Neuroscience is showing us that each of the different networks and sub-systems in our brain can develop at different rates. So a ten year olds’ memory skill may be at the level of an eight year old but his coordination may be that of a twelve year old. In dyslexics and ADD / ADHD sufferers many different sub-systems are underdeveloped. Once the dyslexic has fallen behind it is very difficult to keep up. Imaging a six year old being taught with eleven year olds. It doesn’t matter how bright the six year old is, the environment and teaching methods are aimed at the abilities of an eleven year old and the six year old will inevitably do badly in the lessons. This ability gap continues to grow. After a year, the eleven year olds have further developed their abilities so that they can progress to the next school year. The six year old though has been overwhelmed by the environment, the teachers expectations and the self-doubt that arises from repeated failure. In this environment their abilities haven’t had a chance to grow so now they are even further disadvantaged compared to their classmates.

This spiral of failure starts from birth but first really manifest itself at about two when a child becomes aware and mobile enough to play with other children of the same age.
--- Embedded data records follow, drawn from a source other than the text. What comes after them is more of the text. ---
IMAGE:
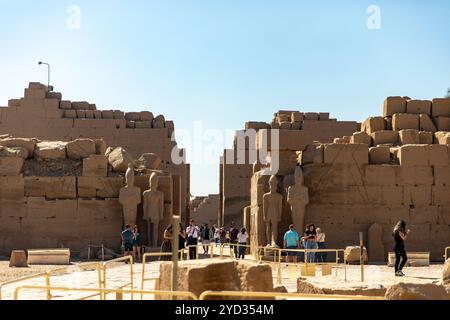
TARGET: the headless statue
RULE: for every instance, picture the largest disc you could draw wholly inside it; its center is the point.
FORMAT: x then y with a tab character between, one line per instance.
272	208
153	209
298	198
130	198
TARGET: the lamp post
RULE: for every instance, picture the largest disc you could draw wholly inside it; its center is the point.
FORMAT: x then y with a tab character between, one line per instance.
48	74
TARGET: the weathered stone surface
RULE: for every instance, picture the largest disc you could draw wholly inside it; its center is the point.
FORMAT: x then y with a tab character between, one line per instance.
229	275
119	159
50	150
80	148
352	255
28	144
150	161
408	291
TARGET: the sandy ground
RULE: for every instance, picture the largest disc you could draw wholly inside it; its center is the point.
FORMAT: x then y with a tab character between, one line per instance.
377	279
Social interaction, especially in children, is learning. So an underdeveloped child playing in a group of normally developed children will be disadvantaged. They will learn less than the other children just as the six year did in the classroom of eleven year olds. The differences between the children might be very small but once they start to fall behind the gap will inevitably widen unless the child receives suitable help.

The concept of the brain being made up of a number of sub-systems and that these are underdeveloped in dyslexic explains both the variety of symptoms dyslexics exhibit and the overlap with ADD / ADHD and some parts of the autistic spectrum. Which sub-systems are underdeveloped and to what degree will dictate if someone is classified as dyslexic, hyperactive or just be one those kids who just doesn’t perform well in school.
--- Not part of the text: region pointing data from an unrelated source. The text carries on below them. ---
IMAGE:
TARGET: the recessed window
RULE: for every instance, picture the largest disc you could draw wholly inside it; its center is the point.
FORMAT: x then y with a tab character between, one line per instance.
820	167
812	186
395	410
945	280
Defining which subsystems impact on learning difficulties is hard because everything in the brain is connected directly or indirectly to every other part. So what sub-systems exist and how they influence each is currently a subjective decision though neuroscience is slowly giving us more empirical data.
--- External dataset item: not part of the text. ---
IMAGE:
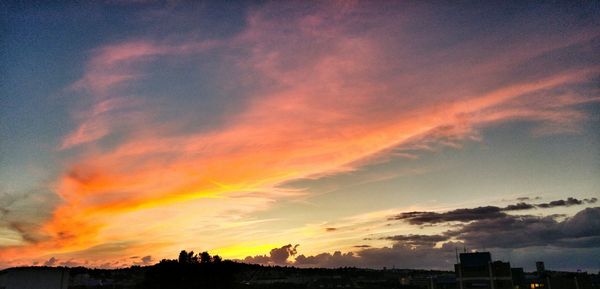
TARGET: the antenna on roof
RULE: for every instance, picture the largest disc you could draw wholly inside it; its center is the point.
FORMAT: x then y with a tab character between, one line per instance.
456	250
These are some of the areas or systems in the brain which may be failing a dyslexic person.

Visual
Eye Tracking – the ability to coordinate the movement of your eyes
Light Sensitivity – can the eyes work correctly in a normal range of light conditions
Noise Sensitivity – the ability to filter out unimportant visual stimulus
Field of Vision – how much of the visual field is being used

Audio
Volume Sensitivity – Are the ears over sensitive to sounds
Noise Sensitivity – Can the ears / brain pick out one sound in a noise environment
Sound Discrimination – the ability to differenitate between sounds, e.g the ‘th’ sound and the ‘f’ sound

Coordiation
Gross Motor Skills – large scale bodily movements
Fine Motor Skills – small movements of the fingers in sync with eye movements

Memory
Visual Sketch Pad – ability to hold and manipulate images in the mind
Phonological Loop – ability to hold sounds or music inside your head
Kinetic Imprint – the ability to feel a particular sensation or movement of the body without actually performing the action
Conscious Recall – the ability to deliberately recall a sound, an image or a sensation from ones long term memory

There where two ideas in The Dyslexia Myth that I very much agreed with. Firstly that reading problems / dyslexia is nothing to do with intelligence. The second is that a diagnosis of dyslexia tells you nothing useful that will help treat the child. We need a diagnosis procedure that identifies which of the above systems are underdeveloped and by how much. Only then can we develop treatments that tackle the underlying causes of dyslexia.